Compras o jornal
para ler notícias. Admito que possas ter um interesse particular pelas páginas
de política, de desporto ou de sociedade. Mas, claro, compras o jornal para ler
notícias – não pagas para jogar às palavras cruzadas ou para ver os signos. No
jornal (o que tu compras) procuras informação. No regional, pode até acontecer
que a tua vizinha apareça numa fotografia, ou que a prima de alguém tenha sido
notícia por qualquer coisa. Então, compras o jornal. Vais além da capa.
Procuras a tal fotografia, ficas mais tempo numa secção que outra – afinal nem
percebes nada de futebol, só queres mesmo saber se a miúda do acidente já
recuperou. Lês tudo, na ordem certa: começas em Coimbra, saltas as Cartas do
Leitor e as parcerias com a UC, passas no Tome Nota, segues do Desporto para a
Região, Nacional, Internacional e Opiniões.
És
um leitor, antes de começar já separaste as notícias dos classificados. Mas
também os vais ver - se não fossem do jornal não vinham com ele. Sabes que são
parte do financiamento. É ali que entra verba para o jornalismo livre e
independente! Depois da publicidade, vais conhecer os outros anunciantes, os
que (também) pagam aos teus jornalistas. Há apartamentos, vivendas, terrenos,
lojas, e de repente rabos, mamas, estrelinhas, fotos reais e primeiras vezes.
Não é uma questão de pudismo, a verdade é que os contactos, o “relax”, começam
a roçar o escandaloso. Há uma linha que separa… devia haver! Aqui não há espaço
para separações, és atacado pelos números das meninas, com promessas de beijos
na boca e carícias “mesmo até ao fim”.
Fecha o jornal, deita fora os
classificados. Mesmo assim fica a vergonha de teres visto mais do que querias.

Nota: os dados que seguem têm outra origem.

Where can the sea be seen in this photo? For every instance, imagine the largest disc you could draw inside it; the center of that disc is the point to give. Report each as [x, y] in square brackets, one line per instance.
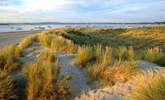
[30, 27]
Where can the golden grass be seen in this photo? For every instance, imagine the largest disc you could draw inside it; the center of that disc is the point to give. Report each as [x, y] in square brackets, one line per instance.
[56, 42]
[155, 55]
[9, 57]
[44, 81]
[26, 42]
[121, 72]
[7, 88]
[84, 55]
[149, 86]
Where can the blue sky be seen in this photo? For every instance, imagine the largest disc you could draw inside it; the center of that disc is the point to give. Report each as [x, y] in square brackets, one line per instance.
[82, 10]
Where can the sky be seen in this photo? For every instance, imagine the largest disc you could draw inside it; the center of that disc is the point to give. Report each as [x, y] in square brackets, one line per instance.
[82, 11]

Volta atrás no tempo, regressa ao início: quando compraste o jornal (para ler
notícias!). Sim, estás seguro, não pediste um cardápio sexual como bónus, não
havia nenhuma promoção, nenhum brinde. Não levaste, por engano, um magazine
porno! Eram os classificados do teu jornalzinho de todos os dias, com quem
costumas tomar café. Mas … o teu jornal? E as meninas que estão lá – amanhã
outra vez? Sim, com outros nomes, os mesmos contactos. A mesma “primeira vez” e
aquele fio dental arrepiante. Os peitos, as estrelas e as promessas – que tu
sempre soubeste que existiam, que o teu jornal mantinha num nível de decência
aceitável.
Já fizeste as
palavras cruzadas e já apreciaste as previsões astrais. O jornal vai agora
perder-se na tua mala, de onde só poderá sair no furo de almoço. Mas, ainda, e
como, se a surpresa da manhã não foi totalmente digerida. Terá sido um erro. As
imagens extraordinariamente nítidas, excessivamente aumentadas. O paginador, o
designer, alguém há-de assinar a errata na próxima edição. Sabes, confias, que
o teu jornal não se vende assim. Mas amanhã elas voltam ao mesmo sítio. Pago a
20 ou 30 euros diários, com prémios de regularidade – aumentos, no tamanho;
descontos, no preço.
Manténs ainda o hábito de separar os
classificados. Até que, um dia, no meio das linhas do jornalismo (livre e
independente) começarás a perguntar-te que meia hora de sexo financiou a
entrevista. Imaginas uma redação que emprega a loira de luxo, a joia de angola,
a travesty e a portuguesa furacão. Nesse dia vais perceber que não compraste o
jornal para ler notícias. Vais perceber (tarde demais?) que não foste sequer tu
que compraste o jornal – foram os classificados.